Edge Architecture and Deployment
CitadelMesh is edge-first: each building operates autonomously with local compute, storage, and policy enforcement. This document describes the edge deployment model, offline autonomy, and fail-safe design.
Edge-First Philosophy
Buildings Must Work Offline: Cloud connectivity enhances capabilities but is not required for core operations.
Design Principles:
- Local Autonomy: Critical control loops run entirely at edge
- Cloud Sync: Cloud provides orchestration, analytics, long-term storage
- Graceful Degradation: Loss of cloud connectivity reduces features, not safety
- Security Isolation: Edge enforces zero-trust even within building network
Edge Hardware Profile
Industrial PC Specification
Recommended Spec (per building/large zone):
- CPU: 4-8 cores (Intel i5/i7 or AMD Ryzen)
- RAM: 16-32 GB
- Storage: 512 GB - 1 TB NVMe SSD (RAID 1 for redundancy)
- Network: Dual Gigabit Ethernet (redundant links)

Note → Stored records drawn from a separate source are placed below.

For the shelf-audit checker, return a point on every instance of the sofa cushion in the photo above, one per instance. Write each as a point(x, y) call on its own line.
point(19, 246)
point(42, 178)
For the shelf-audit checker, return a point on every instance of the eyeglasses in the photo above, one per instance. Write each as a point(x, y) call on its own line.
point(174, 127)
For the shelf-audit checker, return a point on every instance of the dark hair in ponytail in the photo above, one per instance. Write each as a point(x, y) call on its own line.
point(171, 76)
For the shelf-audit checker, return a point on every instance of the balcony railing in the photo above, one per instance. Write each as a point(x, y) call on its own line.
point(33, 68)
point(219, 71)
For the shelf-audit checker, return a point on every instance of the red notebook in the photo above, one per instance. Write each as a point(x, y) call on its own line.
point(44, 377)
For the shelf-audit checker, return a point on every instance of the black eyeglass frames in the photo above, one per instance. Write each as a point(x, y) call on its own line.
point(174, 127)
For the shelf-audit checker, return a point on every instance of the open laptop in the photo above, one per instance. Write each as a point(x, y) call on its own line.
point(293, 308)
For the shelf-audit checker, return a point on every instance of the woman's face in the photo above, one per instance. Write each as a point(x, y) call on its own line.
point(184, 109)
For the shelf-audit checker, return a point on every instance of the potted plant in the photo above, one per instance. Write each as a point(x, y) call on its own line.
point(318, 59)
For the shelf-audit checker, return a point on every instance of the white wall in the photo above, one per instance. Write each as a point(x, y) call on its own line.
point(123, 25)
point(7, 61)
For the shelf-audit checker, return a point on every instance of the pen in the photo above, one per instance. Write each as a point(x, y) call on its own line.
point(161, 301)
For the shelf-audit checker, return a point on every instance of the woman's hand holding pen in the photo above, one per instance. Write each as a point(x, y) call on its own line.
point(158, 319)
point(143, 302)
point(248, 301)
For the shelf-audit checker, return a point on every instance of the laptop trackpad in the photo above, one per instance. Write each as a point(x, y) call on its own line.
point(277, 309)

- Optional: GPU/NPU for video analytics
- Security: TPM 2.0 for secure boot and key storage
- Power: UPS-backed with 4-hour runtime
Example Products:
- Dell Edge Gateway 5200
- HP t740 Thin Client
- Advantech ARK-1123 Series
- Custom build with Ubuntu LTS
Edge Software Stack
graph TB
subgraph "Edge Node"
subgraph "Orchestration Layer"
K3s[K3s Kubernetes]
end
subgraph "Agent Layer"
Security[Security Agent Pod]
Energy[Energy Agent Pod]
Automation[Automation Agent Pod]
end
subgraph "Adapter Layer"
SSE[Security Expert Adapter]
Avigilon[Avigilon Adapter]
EBO[EBO Adapter]
HA[Home Assistant Adapter]
end
subgraph "Messaging Layer"
MQTT[Mosquitto MQTT]
NATS[NATS JetStream]
end
subgraph "Storage Layer"
TSDB[TimescaleDB]
Cache[File Cache]
end
subgraph "Security Layer"
SPIRE[SPIRE Agent]
OPA[OPA Engine]
end
subgraph "Observability Layer"
OTel[OTel Collector]
end
end
K3s --> Security
K3s --> Energy
K3s --> Automation
K3s --> SSE
K3s --> Avigilon
K3s --> EBO
K3s --> HA
Security --> NATS
Energy --> NATS
Automation --> NATS
SSE --> NATS
Avigilon --> NATS
EBO --> NATS
HA --> NATS
NATS --> TSDB
Avigilon --> Cache
Security --> SPIRE
Energy --> SPIRE
Security --> OPA
Energy --> OPA
Security --> OTel
Energy --> OTel
Operating System
Ubuntu LTS Core (22.04 LTS or newer)
- Minimal attack surface
- Long-term support (5 years)
- Secure boot with TPM
- Automated security patching
- CIS hardened baseline
Container Orchestration
K3s (lightweight Kubernetes)
Why K3s over full Kubernetes:
- Lightweight: 40 MB binary, low memory footprint
- Edge-Optimized: Runs on resource-constrained hardware
- Single Binary: Easy deployment and updates
- Compatible: Same APIs as full Kubernetes (AKS/EKS compatible)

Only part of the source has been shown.